Student group: s282575_s331543_s321277_SUPPA_PERRUCCI_DUGASDUVILLARD
Lorenzo Suppa, Vito Perrucci, Tanguy Dugas du Villard
Politecnico di Torino
Machine Learning and Deep Learning course, Spring semester 2024.
The code presented here doesn't stick to the provided template. In order to make it easier to deal with multi-step training and data saving, a wrapper class named 'Session' has been created. In one single session, it is easy to train one, or multiple agents, load, reload and save models, as well as keep track on the metrics. The main part of the codes are the train.py and test_agent.py functions, that are called at nearly every steps.

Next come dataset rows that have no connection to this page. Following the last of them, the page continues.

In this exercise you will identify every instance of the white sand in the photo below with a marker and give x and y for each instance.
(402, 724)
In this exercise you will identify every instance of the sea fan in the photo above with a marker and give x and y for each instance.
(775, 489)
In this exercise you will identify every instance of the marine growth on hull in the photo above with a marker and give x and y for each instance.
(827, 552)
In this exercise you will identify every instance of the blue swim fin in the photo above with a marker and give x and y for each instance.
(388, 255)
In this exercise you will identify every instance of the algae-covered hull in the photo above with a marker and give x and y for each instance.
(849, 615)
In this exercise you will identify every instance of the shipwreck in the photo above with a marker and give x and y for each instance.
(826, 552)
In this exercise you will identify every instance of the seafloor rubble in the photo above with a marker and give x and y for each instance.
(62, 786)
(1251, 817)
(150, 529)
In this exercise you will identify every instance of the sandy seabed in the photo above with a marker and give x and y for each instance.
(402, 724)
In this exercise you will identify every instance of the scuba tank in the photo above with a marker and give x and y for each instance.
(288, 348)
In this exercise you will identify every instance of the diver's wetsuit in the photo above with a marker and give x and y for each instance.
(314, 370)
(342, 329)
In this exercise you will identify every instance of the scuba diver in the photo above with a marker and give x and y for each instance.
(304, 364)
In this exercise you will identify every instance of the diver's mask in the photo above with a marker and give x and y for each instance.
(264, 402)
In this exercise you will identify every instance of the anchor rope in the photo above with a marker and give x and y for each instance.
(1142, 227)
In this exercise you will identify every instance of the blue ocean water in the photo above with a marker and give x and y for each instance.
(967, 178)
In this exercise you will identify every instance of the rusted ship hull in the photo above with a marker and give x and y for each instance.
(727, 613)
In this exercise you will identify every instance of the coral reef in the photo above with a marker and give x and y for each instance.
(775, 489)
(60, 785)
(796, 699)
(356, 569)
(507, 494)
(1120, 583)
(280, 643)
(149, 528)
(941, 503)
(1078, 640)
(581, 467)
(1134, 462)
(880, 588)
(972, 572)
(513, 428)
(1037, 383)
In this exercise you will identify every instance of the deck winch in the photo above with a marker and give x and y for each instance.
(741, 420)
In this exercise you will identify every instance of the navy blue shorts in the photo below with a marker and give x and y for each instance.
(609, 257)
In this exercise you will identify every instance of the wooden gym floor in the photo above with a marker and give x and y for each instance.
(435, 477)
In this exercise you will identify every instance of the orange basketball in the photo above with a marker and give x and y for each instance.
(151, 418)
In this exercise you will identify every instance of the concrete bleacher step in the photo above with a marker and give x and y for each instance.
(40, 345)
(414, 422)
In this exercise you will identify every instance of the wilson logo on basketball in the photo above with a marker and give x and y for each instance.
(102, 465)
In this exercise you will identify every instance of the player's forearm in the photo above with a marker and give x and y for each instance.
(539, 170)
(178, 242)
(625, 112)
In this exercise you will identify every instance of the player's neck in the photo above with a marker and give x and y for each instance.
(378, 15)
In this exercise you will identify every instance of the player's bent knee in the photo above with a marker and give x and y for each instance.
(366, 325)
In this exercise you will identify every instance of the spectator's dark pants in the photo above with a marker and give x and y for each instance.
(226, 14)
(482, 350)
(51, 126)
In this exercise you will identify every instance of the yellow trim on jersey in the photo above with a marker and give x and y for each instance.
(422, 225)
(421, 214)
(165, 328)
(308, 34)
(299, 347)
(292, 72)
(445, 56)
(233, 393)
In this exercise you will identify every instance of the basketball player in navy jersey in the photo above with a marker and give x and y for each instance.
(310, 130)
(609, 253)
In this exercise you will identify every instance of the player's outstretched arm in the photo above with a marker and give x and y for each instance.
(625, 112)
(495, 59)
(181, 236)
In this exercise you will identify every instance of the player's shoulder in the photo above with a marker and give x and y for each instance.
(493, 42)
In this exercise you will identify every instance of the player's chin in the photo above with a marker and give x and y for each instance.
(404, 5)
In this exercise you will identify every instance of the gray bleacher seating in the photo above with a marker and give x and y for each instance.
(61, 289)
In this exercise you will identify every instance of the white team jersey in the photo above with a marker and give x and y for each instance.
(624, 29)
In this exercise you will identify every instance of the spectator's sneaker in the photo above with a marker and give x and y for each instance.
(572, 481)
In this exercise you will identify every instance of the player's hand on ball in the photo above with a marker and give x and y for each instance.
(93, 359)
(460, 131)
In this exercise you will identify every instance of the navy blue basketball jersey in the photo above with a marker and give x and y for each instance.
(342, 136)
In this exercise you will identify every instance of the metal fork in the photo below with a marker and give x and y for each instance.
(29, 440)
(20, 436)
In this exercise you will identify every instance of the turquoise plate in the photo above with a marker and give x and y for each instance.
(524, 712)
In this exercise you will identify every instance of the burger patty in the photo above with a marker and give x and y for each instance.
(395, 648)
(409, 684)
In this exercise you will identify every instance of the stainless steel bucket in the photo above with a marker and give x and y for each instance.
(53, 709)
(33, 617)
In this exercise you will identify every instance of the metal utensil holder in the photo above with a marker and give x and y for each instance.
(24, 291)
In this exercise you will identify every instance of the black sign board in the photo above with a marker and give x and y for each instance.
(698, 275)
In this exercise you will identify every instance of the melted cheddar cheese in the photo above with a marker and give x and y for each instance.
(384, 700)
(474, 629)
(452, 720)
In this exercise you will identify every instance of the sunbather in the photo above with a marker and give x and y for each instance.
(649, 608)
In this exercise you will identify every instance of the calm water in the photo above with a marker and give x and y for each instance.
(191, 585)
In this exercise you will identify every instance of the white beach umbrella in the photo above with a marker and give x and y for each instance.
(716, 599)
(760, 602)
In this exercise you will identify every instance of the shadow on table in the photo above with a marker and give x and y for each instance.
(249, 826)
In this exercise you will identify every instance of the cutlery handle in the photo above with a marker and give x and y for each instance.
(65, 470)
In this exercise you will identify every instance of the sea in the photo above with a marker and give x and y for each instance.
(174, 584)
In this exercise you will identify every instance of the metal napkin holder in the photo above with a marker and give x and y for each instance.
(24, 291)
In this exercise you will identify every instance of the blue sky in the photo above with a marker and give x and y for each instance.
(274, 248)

The student is able to interact with the session using its methods
A detailed explanation of the project's structure, approach, and results is provided in the project report, which can be found in the PDF file named s282575_s331543_s321277_SUPPA_PERRUCCI_DUGASDUVILLARD.pdf.

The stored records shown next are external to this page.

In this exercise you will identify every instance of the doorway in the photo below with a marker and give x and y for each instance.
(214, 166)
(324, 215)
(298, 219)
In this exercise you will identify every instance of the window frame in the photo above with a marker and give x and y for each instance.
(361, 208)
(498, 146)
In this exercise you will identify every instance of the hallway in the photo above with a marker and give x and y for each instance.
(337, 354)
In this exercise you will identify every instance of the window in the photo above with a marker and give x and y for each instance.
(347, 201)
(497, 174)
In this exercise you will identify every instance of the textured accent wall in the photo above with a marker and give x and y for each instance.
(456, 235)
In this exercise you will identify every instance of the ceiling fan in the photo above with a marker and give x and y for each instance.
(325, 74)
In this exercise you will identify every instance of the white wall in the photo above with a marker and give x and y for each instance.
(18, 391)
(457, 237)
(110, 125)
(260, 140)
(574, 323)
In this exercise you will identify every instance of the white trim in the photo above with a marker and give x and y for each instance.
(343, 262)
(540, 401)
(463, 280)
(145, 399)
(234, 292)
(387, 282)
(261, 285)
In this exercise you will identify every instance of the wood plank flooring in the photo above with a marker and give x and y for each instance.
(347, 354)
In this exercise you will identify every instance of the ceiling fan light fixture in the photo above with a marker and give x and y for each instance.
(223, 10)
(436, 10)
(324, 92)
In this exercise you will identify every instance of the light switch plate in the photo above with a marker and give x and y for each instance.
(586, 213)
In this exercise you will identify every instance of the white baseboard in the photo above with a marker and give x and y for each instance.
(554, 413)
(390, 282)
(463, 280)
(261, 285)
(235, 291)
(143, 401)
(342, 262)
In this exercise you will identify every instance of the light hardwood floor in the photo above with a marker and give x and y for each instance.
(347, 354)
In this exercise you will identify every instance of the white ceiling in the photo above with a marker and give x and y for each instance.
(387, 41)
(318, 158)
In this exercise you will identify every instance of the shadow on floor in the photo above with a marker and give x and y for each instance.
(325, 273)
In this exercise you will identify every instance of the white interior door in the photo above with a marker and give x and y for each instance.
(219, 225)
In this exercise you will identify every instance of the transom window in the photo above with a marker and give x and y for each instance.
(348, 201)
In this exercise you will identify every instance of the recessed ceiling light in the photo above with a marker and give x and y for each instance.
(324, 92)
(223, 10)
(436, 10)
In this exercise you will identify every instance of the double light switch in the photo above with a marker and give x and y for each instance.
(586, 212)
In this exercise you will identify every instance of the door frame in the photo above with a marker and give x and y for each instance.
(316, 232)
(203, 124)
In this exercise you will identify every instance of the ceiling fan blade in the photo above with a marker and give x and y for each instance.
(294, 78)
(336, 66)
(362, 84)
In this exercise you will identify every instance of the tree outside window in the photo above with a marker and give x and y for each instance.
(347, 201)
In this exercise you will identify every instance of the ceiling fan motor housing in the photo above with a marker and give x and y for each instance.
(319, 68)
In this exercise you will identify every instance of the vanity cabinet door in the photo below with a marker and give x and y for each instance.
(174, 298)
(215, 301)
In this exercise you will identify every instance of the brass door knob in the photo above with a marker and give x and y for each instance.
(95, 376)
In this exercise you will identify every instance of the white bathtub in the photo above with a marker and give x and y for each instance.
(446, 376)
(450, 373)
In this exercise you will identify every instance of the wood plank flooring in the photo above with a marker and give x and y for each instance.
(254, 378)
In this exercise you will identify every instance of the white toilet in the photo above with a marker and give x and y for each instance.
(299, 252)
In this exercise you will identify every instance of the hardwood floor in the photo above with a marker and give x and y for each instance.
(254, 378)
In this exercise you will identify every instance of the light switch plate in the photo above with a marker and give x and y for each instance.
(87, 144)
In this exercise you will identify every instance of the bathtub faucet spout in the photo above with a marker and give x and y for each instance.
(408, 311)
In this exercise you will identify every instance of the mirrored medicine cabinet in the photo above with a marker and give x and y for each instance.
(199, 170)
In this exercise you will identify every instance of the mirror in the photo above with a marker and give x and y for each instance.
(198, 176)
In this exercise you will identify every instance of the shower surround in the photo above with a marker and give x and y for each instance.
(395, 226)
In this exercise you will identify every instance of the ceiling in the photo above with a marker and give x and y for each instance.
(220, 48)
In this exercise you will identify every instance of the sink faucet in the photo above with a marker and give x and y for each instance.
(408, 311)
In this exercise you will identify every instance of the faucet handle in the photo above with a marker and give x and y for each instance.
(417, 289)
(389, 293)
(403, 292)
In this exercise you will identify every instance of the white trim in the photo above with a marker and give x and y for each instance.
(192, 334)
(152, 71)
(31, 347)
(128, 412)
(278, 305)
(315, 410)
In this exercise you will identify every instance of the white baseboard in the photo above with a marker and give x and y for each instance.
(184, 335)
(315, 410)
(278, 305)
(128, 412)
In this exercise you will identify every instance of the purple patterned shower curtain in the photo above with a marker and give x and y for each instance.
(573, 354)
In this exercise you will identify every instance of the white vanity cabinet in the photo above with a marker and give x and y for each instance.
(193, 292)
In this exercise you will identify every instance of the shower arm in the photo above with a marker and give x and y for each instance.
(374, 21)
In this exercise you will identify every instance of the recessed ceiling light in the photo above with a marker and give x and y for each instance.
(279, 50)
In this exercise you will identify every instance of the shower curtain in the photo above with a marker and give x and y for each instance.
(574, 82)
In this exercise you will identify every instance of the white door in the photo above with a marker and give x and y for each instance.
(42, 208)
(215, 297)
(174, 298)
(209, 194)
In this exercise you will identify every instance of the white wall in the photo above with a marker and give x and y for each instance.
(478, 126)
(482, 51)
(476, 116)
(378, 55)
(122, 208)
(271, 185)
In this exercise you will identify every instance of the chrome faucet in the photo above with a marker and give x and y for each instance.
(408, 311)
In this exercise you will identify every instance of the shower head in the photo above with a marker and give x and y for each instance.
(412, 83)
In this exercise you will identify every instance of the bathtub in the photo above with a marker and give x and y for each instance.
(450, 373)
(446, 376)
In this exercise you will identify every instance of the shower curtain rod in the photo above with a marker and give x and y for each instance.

The two version of the agent (reinforce with (and without) baseline and the actor-critic) has been coded in two different files: agent/actor_critic_agent.py and agent/reinforce_agent.py. Both extend the agent.agent.Agent class, that implements all the agents methods provided in the template, but the update_policy one that is defined differently for each type of agent. Both agent classes represent the implementation of the tasks 2 and 3.
We use stable-baseline's PPO, on which we add callbacks to save the training reward. The PPOSession is used to perform experiment on it.
To train, we use the TrainAndTestCallback to store the training reward, optionally regularly train the PPO on a different environment during its training, and optionnally set a maximum number of episodes.
We slightly modifed the CustomHopper to make a GDRHopper and an UDRHopper, whose masses can be modified easily. We use them to perfrom UDR or GDR experiments. With PPO, we use GDRCallback and UDRCallback.
The ADR is perform on PPO via th ADRCallback, using discriminator and particles defined in the domain_randomization folder, alongside with the UDRHopper and GDRHopper.